I won’t bother reciting Joe Sacco’s pioneering stature as a comics journalist—you’re probably aware of it, or can look it up easily enough. In this book, due out from Norton in the fall, he concerns himself with a single moment in history. But rather than simply create just another graphic nonfiction title on war, Sacco has produced a grand, fold-out panorama of connected pages. I can personally attest that kids’ eyes grow wide as the long chain of images unspools before them. That’s the “engagement” piece. You can follow this up with a visual literacy piece that asks students to explain what’s going on in these print-less splash pages. And of course the absence of text means that you can then have them supply their own narration, sound effects, thought bubbles, and so on, either verbally or in written form. The neat thing is that I bet the transition between being intrigued by a unique format and then formally practicing various literacies is hardly noticed.
A facile rationale for introducing this book to students might cite its potential to motivate manga fans to read complex informational text closely—not to mention with a huge amount of pleasure.
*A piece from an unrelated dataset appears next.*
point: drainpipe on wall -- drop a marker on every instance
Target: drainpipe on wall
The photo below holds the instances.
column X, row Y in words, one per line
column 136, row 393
But the reason Takehiko Inoue’s status as a renowned mangaka (Vagabond, Real, Slam Dunk) is largely irrelevant once the pages start turning is that he approaches the subject matter as an artist, pure and simple, not a “comics” artist per se. While beautifully documenting how Gaudi inspires him (e.g., he actually paints in a fractured glass style that translates a three-dimensional technique into two dimensions) he also recounts his own search for what inspired Gaudi, both in terms of Spanish culture and the natural world. The presentation thus combines elements of travelogue, sketchbook, expository/biographical text, and often mixes photographic and pictorial images, as well as diverse typographical styles, in extremely creative ways. On nearly every page, then, you have the opportunity to ask, “Why is this information provided in this particular way? What is the effect of these specific editorial and design choices—and how would you do things differently?” If such a line of questioning seems too open-ended or “creative” rather than critical, it won’t after you take a look at Pepita, which powerfully and invitingly connects the appreciation of art to direct participation in it.
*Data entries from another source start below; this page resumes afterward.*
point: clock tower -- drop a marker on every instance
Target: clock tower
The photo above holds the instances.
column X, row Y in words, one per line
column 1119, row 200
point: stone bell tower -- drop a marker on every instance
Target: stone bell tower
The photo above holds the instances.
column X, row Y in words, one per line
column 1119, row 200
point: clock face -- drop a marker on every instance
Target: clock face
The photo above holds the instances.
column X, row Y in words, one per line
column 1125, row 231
Just as artful and even more explicitly “interactive” is this concise treasury of faerie lore written by John Matthews and wonderfully illustrated by Matt Dangler. The latter’s contributions aren’t the only visuals on hand—far from it, as fine art from over the centuries supports the clear and well-researched text. Excerpts from literature and even music complement these well, and the book uses the device, popular over the last few years, of including envelopes filled with cards (in one case here, postcards of those infamously faked “fairy photos”). The book’s smart layout and print-based attempt at multimedia help conceal just how complex it is in terms of the ground it covers. I recommend it, however, not just for fans of Tolkien-esque fiction, but for any young person in need of a mentor text for their own excursions into nonfiction composition and publishing. With this in mind, have students make an inventory of the different informational strategies (e.g., the gorgeous map tucked into the inside back cover) and have them plan and outline a similar book on a mythic or pop cultural topic of their own choosing.
Although the language in Jeff Weiss and Evan McGarvey’s incredibly rich and authoritative book make it best suited for older secondary students, its dazzling and information-dense graphics make it a natural in terms of studying pop culture artifacts (concert posters, album covers, even commemorative postage stamps). Indeed, one might not even expect such potential for visual literacy in a tome about seminal musical figures, but there you go. As just one example out of dozens, an artist-penned caption to a dual portrait of the book’s two subjects points out that “The painting has no clear distinction of whose face is in the foreground and whose lies behind the other.” Blurring the line between street art and fine art, and between pro art and fan art, 2Pac vs. Biggie also contains numerous text features such as a timeline and a Billboard chart. Use these to practice reading and comprehension skills that have obvious potential for “transfer” to academic disciplines—not to mention students’ outside-of-school (and probably fan-based) literacies.
It’s all too easy to dismiss colorful, fun books of this sort, with their brief chunks of text and apparently oversized photos, as merely motivational in nature: “Hey, this will get kids reading independently for a few minutes!” Yet with Common Core’s emphasis on non-fiction, Ripley’s, the annual Guinness volume, and other popular factoid-driven books take on new importance. Sure, I’d still let students explore the text at their leisure and not drain the pleasure from the experience. However, I’d also follow up by asking young readers how they chose to read a book that clearly doesn’t need to be approached linearly. What helped you find interesting information? Headings? Specific images? Or did you use a variety of strategies? By asking questions like these, students can become meta-cognitively aware of their own reading and text-navigation practices—and rather painlessly at that.